At lower price points — $500,000 to $700,000 — prospects improve, he said: “In Martinez, you can get a single-family residence that starts with a 5 or a 6. But it’s still competitive. Folks are writing respectable offers on properties, and a lot are for over asking.”
According to CoreLogic, the share of homes selling in the lower-price ranges keeps shrinking.
Homes selling for $500,000 or less accounted for 37.7 percent of October sales in Contra Costa County — down from 50.2 percent a year ago. Sales of $800,000 or more accounted for 28 percent of Contra Costa sales in October, up from 23.5 percent in October 2016.
Four or five months ago, Chad and Cassidy Gagnon — newlyweds looking for their first house — began to study the market: “You’re looking every day online, putting in the filters and searching,” Chad said. “You see something you like and save it.”
Planning to have a family — and hoping to minimize the commute for Cassidy, a pediatrician — they zeroed in on three communities with reputations for good schools: Pleasanton, Dublin and San Ramon. In November, with Ambrose as their agent, the Gagnons bid on a house that listed for $1 million in Pleasanton. They offered $1.1 million. There were eight other offers and it went for $1.2 million.
Chad, who works in security, imagined the kind of house they might have bought back in Rhode Island, where he grew up: “We’d probably be right on the ocean for that kind of money.”

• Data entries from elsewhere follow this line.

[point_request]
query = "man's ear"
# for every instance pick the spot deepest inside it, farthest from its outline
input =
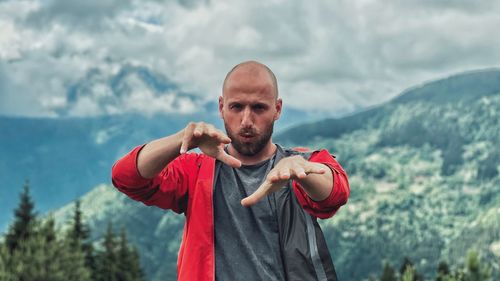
(221, 107)
(279, 106)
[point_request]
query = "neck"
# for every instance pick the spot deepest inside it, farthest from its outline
(266, 153)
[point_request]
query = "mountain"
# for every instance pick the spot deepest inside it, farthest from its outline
(424, 176)
(63, 158)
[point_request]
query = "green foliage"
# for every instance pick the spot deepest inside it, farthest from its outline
(409, 274)
(78, 237)
(24, 218)
(107, 260)
(44, 255)
(388, 273)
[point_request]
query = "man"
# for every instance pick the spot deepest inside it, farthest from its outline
(250, 204)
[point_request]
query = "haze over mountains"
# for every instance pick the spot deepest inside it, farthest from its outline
(64, 158)
(424, 174)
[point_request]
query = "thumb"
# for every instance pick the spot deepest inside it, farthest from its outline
(228, 159)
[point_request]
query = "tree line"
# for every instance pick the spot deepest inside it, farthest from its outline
(473, 270)
(33, 250)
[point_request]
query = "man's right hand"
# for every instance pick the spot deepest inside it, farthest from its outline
(209, 140)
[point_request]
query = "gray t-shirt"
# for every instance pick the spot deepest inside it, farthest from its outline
(247, 245)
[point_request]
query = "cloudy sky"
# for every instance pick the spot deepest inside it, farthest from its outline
(63, 58)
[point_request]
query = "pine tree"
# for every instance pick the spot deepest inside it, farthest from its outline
(24, 217)
(388, 273)
(405, 267)
(36, 258)
(443, 271)
(4, 264)
(79, 236)
(475, 270)
(128, 261)
(73, 262)
(408, 274)
(107, 259)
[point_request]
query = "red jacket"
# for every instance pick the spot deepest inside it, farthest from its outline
(185, 185)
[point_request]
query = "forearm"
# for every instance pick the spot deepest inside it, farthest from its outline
(318, 186)
(155, 155)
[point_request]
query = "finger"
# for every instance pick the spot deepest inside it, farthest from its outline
(315, 169)
(198, 130)
(299, 172)
(284, 174)
(186, 138)
(228, 159)
(214, 133)
(273, 176)
(260, 193)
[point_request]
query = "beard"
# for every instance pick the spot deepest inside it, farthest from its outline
(258, 143)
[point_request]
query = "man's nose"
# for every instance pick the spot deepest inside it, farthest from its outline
(246, 119)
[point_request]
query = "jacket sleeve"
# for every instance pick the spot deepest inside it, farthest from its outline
(167, 190)
(338, 196)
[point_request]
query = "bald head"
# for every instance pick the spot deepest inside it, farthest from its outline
(253, 70)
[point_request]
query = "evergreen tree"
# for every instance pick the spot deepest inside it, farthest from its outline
(475, 270)
(443, 271)
(79, 237)
(128, 261)
(408, 274)
(107, 269)
(24, 217)
(405, 267)
(388, 273)
(36, 258)
(4, 264)
(73, 262)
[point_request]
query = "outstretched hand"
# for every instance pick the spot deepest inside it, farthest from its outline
(209, 140)
(290, 168)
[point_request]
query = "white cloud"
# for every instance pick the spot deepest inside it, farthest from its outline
(342, 55)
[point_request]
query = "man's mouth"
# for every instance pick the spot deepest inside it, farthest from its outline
(247, 136)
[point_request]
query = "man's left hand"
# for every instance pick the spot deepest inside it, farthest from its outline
(290, 168)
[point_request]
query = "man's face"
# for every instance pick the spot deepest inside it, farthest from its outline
(249, 108)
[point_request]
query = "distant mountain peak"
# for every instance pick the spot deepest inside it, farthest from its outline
(465, 85)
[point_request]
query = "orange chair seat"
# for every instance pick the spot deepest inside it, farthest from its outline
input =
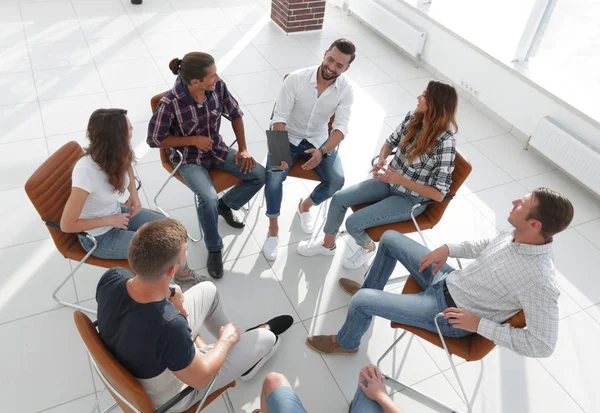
(470, 348)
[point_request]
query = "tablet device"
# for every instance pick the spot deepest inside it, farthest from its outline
(279, 147)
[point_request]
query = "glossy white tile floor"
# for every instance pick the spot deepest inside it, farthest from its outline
(60, 60)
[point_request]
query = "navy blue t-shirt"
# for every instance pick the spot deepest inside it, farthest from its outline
(145, 338)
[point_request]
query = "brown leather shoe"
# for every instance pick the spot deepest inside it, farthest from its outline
(349, 286)
(327, 345)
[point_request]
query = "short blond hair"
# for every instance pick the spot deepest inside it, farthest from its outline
(155, 248)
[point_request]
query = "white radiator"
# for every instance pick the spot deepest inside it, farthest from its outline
(390, 26)
(568, 152)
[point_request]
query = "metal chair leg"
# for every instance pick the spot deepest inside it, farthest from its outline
(71, 275)
(399, 386)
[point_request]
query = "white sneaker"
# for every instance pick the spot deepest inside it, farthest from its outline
(262, 361)
(360, 258)
(314, 247)
(270, 248)
(306, 220)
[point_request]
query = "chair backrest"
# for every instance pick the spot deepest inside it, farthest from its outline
(49, 188)
(462, 169)
(116, 375)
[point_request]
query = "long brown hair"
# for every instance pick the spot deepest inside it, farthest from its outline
(442, 101)
(108, 132)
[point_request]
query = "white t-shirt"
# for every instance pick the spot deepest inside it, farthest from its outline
(103, 199)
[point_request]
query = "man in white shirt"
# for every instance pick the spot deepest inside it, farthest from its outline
(512, 271)
(308, 99)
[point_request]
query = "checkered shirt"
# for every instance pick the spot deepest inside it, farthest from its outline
(178, 114)
(431, 168)
(507, 277)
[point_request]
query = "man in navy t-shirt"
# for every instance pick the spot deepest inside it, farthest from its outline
(153, 329)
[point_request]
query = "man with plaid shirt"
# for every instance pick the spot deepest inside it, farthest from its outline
(188, 119)
(512, 271)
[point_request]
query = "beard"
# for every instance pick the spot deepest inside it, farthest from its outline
(327, 77)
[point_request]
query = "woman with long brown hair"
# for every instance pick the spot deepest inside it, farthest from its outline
(421, 170)
(99, 178)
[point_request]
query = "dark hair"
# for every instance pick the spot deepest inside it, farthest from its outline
(553, 210)
(442, 101)
(108, 132)
(155, 248)
(345, 46)
(193, 66)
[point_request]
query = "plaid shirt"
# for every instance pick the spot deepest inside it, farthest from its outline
(431, 168)
(507, 277)
(178, 114)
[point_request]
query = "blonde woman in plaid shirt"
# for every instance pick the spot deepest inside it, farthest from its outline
(420, 170)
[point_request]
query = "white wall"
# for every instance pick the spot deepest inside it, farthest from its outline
(502, 90)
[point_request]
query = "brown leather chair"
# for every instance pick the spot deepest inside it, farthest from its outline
(123, 387)
(221, 180)
(48, 189)
(434, 211)
(470, 348)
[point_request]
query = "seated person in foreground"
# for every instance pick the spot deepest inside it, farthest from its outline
(152, 328)
(421, 170)
(99, 179)
(188, 119)
(308, 99)
(370, 397)
(512, 271)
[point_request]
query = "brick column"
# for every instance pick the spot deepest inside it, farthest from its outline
(298, 15)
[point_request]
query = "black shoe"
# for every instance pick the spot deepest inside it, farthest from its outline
(278, 325)
(215, 264)
(231, 219)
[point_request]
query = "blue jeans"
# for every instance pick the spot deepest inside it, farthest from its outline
(112, 245)
(285, 400)
(386, 208)
(330, 171)
(416, 310)
(198, 180)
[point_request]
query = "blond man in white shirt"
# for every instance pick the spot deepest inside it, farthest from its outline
(308, 99)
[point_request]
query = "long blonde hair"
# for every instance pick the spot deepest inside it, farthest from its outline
(442, 101)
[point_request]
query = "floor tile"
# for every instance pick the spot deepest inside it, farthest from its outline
(512, 383)
(117, 49)
(106, 27)
(17, 88)
(136, 101)
(53, 31)
(573, 257)
(591, 231)
(21, 122)
(59, 358)
(60, 54)
(485, 174)
(71, 114)
(257, 87)
(32, 272)
(20, 159)
(14, 60)
(83, 80)
(586, 205)
(281, 56)
(507, 152)
(20, 221)
(129, 74)
(574, 362)
(392, 98)
(400, 68)
(54, 11)
(301, 366)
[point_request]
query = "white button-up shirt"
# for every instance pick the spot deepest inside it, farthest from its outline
(505, 278)
(305, 114)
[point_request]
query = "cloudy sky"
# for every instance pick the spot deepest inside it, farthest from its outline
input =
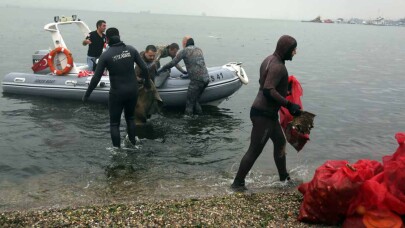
(273, 9)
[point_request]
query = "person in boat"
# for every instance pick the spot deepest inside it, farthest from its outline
(119, 60)
(197, 71)
(149, 100)
(264, 111)
(148, 56)
(96, 41)
(168, 51)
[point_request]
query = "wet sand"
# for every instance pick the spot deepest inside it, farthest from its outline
(275, 209)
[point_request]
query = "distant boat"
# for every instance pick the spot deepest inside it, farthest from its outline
(316, 20)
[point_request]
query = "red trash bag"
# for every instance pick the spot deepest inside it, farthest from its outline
(295, 138)
(394, 177)
(374, 219)
(335, 184)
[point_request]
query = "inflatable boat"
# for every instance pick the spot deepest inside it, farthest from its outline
(60, 77)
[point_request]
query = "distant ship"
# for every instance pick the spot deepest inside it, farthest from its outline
(316, 20)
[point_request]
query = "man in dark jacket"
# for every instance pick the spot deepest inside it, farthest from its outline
(197, 71)
(264, 111)
(119, 60)
(96, 41)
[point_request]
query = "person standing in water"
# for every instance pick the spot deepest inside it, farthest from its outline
(197, 71)
(264, 111)
(96, 41)
(119, 60)
(166, 51)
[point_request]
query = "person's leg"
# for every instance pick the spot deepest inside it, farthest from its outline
(279, 154)
(197, 107)
(90, 63)
(115, 107)
(192, 93)
(129, 112)
(262, 128)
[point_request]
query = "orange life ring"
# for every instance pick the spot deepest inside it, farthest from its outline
(69, 64)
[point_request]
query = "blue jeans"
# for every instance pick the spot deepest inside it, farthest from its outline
(90, 62)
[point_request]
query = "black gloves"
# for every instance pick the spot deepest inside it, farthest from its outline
(294, 109)
(85, 98)
(159, 71)
(146, 83)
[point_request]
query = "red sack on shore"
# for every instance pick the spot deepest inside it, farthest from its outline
(295, 138)
(328, 195)
(394, 177)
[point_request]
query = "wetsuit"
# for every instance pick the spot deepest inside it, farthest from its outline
(197, 72)
(95, 48)
(163, 52)
(119, 60)
(264, 111)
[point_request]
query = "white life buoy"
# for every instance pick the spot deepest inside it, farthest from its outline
(243, 76)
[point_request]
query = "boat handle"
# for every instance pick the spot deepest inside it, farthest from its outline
(19, 79)
(71, 82)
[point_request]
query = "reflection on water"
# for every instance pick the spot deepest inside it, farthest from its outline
(70, 153)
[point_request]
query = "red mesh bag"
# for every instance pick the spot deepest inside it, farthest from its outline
(328, 195)
(295, 138)
(394, 177)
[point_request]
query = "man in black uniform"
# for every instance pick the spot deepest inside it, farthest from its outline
(119, 60)
(95, 40)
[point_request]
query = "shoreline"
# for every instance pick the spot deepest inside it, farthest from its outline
(271, 209)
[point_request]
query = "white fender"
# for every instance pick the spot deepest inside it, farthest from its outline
(240, 72)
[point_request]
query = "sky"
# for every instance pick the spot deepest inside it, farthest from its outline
(271, 9)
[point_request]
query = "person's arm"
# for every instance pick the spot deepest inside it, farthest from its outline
(86, 40)
(175, 60)
(273, 78)
(96, 78)
(142, 65)
(274, 75)
(181, 69)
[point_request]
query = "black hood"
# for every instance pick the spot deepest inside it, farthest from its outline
(285, 46)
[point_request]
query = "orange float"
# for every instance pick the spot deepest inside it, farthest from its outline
(69, 58)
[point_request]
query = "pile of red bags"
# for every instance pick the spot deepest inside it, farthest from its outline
(364, 194)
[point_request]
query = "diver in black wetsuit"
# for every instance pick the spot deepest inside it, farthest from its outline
(264, 111)
(119, 60)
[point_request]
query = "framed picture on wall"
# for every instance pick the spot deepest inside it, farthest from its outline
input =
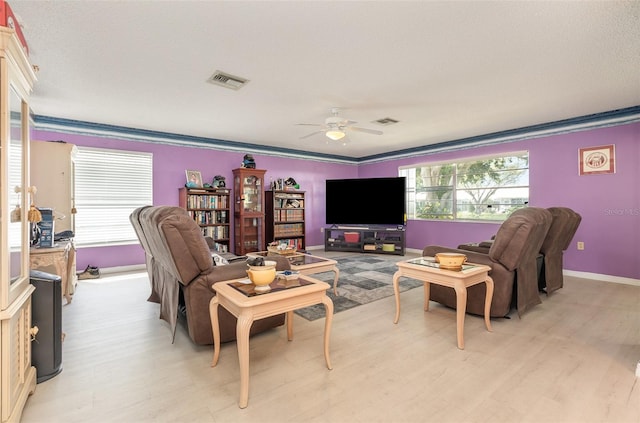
(194, 179)
(597, 160)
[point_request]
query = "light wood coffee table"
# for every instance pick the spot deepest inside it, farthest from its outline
(240, 299)
(308, 264)
(428, 271)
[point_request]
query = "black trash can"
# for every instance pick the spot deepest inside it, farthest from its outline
(46, 314)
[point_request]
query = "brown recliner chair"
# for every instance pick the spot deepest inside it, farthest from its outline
(563, 227)
(513, 252)
(183, 273)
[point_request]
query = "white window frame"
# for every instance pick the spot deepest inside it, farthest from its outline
(492, 211)
(109, 185)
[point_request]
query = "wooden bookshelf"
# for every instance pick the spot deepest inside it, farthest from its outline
(210, 208)
(285, 217)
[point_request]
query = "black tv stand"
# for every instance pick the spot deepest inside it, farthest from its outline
(365, 239)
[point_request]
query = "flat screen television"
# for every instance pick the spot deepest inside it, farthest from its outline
(366, 202)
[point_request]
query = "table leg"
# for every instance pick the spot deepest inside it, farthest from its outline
(396, 292)
(245, 320)
(328, 309)
(427, 295)
(213, 313)
(335, 279)
(487, 303)
(461, 309)
(289, 319)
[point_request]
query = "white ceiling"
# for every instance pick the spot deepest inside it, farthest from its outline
(445, 69)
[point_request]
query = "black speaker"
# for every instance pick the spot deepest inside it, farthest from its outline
(46, 314)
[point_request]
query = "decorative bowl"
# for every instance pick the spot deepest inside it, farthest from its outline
(267, 264)
(283, 251)
(262, 276)
(454, 260)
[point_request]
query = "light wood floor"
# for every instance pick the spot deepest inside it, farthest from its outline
(571, 359)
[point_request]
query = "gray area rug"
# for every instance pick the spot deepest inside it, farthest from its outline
(363, 279)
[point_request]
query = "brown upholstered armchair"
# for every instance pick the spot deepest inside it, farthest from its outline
(182, 272)
(563, 227)
(513, 252)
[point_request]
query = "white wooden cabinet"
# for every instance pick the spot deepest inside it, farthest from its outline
(17, 375)
(53, 173)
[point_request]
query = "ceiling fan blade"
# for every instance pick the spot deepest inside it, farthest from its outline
(312, 134)
(368, 131)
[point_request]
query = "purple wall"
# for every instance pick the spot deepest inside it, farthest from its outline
(609, 204)
(169, 164)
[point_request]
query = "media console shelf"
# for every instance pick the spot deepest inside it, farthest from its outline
(365, 240)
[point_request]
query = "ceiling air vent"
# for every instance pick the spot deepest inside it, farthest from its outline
(385, 121)
(227, 80)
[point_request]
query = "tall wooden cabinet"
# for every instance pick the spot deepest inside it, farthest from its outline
(285, 217)
(210, 208)
(248, 231)
(17, 375)
(53, 173)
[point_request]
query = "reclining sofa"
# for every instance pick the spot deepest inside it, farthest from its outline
(182, 271)
(513, 261)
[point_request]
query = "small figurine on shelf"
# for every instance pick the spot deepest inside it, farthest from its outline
(248, 162)
(291, 183)
(218, 181)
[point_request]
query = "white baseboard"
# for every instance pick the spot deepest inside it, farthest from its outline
(584, 275)
(604, 278)
(124, 269)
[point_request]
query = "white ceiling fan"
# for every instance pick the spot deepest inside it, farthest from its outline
(335, 127)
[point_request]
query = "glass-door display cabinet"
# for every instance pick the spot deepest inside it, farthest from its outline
(248, 186)
(17, 375)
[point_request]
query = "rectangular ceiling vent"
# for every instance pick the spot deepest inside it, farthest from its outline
(227, 80)
(386, 121)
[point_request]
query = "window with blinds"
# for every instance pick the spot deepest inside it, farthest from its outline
(109, 185)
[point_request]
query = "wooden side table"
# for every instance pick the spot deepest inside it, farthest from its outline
(308, 264)
(241, 301)
(427, 270)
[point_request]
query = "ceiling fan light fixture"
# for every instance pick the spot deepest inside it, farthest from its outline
(334, 134)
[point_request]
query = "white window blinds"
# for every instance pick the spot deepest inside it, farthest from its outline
(109, 185)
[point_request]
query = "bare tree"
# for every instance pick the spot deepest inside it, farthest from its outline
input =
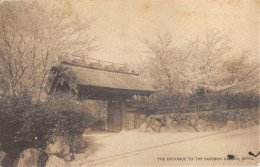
(204, 62)
(33, 34)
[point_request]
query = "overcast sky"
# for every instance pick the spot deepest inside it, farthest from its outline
(121, 24)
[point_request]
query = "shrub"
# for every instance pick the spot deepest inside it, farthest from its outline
(25, 124)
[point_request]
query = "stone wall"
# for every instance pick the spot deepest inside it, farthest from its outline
(199, 121)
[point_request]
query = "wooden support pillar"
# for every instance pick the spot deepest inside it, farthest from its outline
(123, 114)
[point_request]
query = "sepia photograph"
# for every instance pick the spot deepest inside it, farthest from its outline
(90, 83)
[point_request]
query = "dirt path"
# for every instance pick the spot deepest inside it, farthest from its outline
(167, 149)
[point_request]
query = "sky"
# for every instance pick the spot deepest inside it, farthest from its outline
(121, 25)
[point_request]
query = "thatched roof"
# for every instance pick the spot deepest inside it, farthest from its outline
(84, 76)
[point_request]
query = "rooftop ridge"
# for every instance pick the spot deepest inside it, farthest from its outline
(132, 72)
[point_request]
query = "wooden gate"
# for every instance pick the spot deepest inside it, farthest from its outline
(131, 123)
(113, 117)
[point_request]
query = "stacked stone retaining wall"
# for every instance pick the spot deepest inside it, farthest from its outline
(199, 121)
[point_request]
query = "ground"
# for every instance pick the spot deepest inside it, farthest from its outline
(134, 148)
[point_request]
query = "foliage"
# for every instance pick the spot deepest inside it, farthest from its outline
(204, 62)
(25, 124)
(33, 35)
(203, 100)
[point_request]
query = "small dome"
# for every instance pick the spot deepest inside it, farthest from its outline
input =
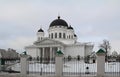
(75, 35)
(59, 22)
(70, 27)
(40, 30)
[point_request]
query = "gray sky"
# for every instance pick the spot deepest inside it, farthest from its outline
(92, 20)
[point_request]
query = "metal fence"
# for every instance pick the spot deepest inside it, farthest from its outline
(112, 66)
(41, 66)
(79, 67)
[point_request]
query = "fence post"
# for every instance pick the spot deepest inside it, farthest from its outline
(24, 64)
(59, 65)
(100, 63)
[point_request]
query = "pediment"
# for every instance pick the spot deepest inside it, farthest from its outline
(47, 42)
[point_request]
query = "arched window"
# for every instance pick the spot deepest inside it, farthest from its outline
(63, 35)
(55, 35)
(51, 35)
(72, 36)
(38, 38)
(59, 35)
(69, 36)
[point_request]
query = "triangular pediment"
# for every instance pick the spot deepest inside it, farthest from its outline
(48, 41)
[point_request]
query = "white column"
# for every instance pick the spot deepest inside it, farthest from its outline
(59, 65)
(43, 50)
(100, 64)
(51, 52)
(24, 65)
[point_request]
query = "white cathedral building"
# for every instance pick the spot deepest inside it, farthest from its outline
(61, 37)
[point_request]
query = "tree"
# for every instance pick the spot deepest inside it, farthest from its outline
(106, 46)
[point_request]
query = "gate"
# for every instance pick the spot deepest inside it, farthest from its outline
(112, 66)
(79, 67)
(42, 66)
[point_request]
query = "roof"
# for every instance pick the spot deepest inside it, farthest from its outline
(58, 22)
(70, 27)
(100, 51)
(40, 30)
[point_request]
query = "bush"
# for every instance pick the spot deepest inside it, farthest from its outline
(78, 57)
(69, 58)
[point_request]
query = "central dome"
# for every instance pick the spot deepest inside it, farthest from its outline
(59, 22)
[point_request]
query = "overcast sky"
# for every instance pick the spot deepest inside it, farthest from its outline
(92, 20)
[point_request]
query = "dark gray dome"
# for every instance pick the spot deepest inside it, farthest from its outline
(40, 30)
(75, 35)
(59, 22)
(70, 27)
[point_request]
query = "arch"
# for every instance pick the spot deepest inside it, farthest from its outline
(64, 35)
(60, 34)
(55, 35)
(51, 35)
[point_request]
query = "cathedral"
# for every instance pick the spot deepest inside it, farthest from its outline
(61, 36)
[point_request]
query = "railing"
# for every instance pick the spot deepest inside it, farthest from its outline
(112, 66)
(75, 67)
(41, 66)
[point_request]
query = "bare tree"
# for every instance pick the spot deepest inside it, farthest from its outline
(106, 46)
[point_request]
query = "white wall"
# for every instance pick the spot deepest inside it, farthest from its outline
(74, 51)
(88, 49)
(32, 51)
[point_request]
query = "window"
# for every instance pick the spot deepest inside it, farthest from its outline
(69, 36)
(51, 35)
(38, 38)
(59, 35)
(55, 35)
(63, 35)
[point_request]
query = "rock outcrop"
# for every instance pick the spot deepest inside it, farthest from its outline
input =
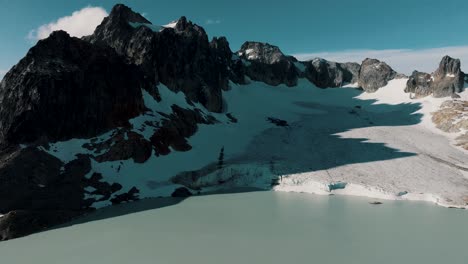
(63, 83)
(446, 81)
(266, 63)
(325, 74)
(179, 56)
(374, 74)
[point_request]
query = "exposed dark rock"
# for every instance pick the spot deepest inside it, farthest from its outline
(266, 63)
(448, 78)
(179, 57)
(175, 130)
(419, 83)
(122, 145)
(63, 83)
(181, 192)
(131, 195)
(102, 188)
(278, 122)
(374, 74)
(446, 81)
(326, 74)
(232, 118)
(20, 223)
(35, 193)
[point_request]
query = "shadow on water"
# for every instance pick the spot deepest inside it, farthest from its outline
(310, 144)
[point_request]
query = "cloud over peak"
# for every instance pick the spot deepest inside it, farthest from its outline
(79, 23)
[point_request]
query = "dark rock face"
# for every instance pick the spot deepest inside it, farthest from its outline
(131, 195)
(419, 83)
(20, 223)
(181, 192)
(175, 130)
(448, 78)
(374, 74)
(326, 74)
(35, 193)
(65, 82)
(446, 81)
(179, 57)
(266, 63)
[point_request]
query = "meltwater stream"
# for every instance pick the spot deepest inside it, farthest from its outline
(254, 227)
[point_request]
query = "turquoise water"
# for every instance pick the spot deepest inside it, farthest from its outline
(255, 227)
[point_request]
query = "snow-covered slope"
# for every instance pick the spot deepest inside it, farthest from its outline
(381, 145)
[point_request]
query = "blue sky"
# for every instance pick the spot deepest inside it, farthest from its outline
(299, 27)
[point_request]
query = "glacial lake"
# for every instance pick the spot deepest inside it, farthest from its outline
(253, 227)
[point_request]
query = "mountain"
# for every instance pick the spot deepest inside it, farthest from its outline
(137, 110)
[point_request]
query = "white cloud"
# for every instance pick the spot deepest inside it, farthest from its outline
(212, 21)
(79, 23)
(2, 73)
(402, 60)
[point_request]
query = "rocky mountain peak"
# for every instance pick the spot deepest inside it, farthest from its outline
(446, 80)
(448, 67)
(374, 74)
(261, 52)
(121, 12)
(65, 81)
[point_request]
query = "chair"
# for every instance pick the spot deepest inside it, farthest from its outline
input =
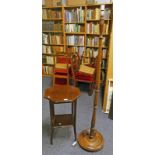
(61, 69)
(83, 72)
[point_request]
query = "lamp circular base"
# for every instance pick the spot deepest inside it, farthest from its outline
(88, 143)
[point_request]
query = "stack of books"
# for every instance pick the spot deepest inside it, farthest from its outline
(74, 28)
(46, 49)
(51, 26)
(92, 41)
(74, 15)
(75, 40)
(93, 28)
(93, 14)
(56, 39)
(45, 38)
(78, 50)
(93, 52)
(50, 14)
(48, 60)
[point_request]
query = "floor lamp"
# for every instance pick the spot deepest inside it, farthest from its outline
(91, 139)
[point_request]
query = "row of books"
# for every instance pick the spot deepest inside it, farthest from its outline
(107, 13)
(48, 14)
(47, 60)
(106, 28)
(74, 15)
(103, 64)
(46, 49)
(93, 14)
(93, 28)
(55, 39)
(103, 75)
(92, 41)
(94, 52)
(47, 70)
(51, 26)
(78, 50)
(75, 40)
(74, 28)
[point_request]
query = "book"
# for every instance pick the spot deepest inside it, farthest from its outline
(47, 70)
(75, 40)
(92, 41)
(74, 28)
(56, 39)
(46, 49)
(93, 28)
(51, 26)
(78, 50)
(45, 38)
(93, 14)
(74, 15)
(49, 60)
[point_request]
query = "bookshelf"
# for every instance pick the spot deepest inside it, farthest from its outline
(69, 29)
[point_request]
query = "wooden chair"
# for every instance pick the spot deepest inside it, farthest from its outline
(61, 69)
(83, 72)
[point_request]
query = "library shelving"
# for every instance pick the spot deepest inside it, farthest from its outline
(74, 29)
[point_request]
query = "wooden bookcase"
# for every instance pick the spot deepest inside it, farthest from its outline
(76, 33)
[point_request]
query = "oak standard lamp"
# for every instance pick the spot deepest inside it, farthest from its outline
(91, 139)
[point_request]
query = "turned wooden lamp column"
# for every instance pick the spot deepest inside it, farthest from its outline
(91, 139)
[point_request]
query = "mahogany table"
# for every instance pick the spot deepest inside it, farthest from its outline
(61, 94)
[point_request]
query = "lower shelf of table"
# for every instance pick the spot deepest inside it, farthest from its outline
(63, 120)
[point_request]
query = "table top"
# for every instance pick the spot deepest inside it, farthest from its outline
(62, 93)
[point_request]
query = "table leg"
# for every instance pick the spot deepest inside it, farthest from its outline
(52, 113)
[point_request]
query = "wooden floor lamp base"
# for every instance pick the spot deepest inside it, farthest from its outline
(91, 144)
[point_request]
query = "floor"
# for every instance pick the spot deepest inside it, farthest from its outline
(64, 137)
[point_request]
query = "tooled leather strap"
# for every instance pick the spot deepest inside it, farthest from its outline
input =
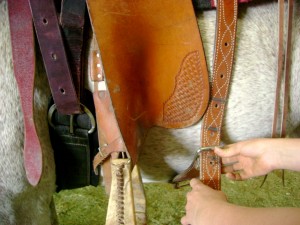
(24, 68)
(210, 165)
(54, 56)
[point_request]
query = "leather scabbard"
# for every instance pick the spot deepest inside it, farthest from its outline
(22, 40)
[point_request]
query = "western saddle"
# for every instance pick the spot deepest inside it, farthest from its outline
(150, 57)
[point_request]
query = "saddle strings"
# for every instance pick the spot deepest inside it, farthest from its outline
(283, 73)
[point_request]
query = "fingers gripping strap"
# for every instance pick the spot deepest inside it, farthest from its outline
(223, 62)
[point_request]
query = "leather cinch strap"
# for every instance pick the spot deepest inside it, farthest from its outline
(54, 56)
(209, 165)
(24, 68)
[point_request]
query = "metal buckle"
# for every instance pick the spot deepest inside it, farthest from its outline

Undaunted, they next set their sights on a 2,040-square-foot home in Dublin: four bedrooms and 2.5 baths in a secluded neighborhood with hiking trails out back. It listed for $990,000 and drew multiple offers including the Gagnons’ own generous bid: “After the first experience, where you’re up against eight other people, it kind of forces you to give a little extra,” Chad said. “We also wrote a letter to the seller, talking about ourselves — why we were looking to buy and how we wanted to start a family. I think we all agree that the letter was probably a determining factor.”
In other words, their offer was accepted: “We lucked out.”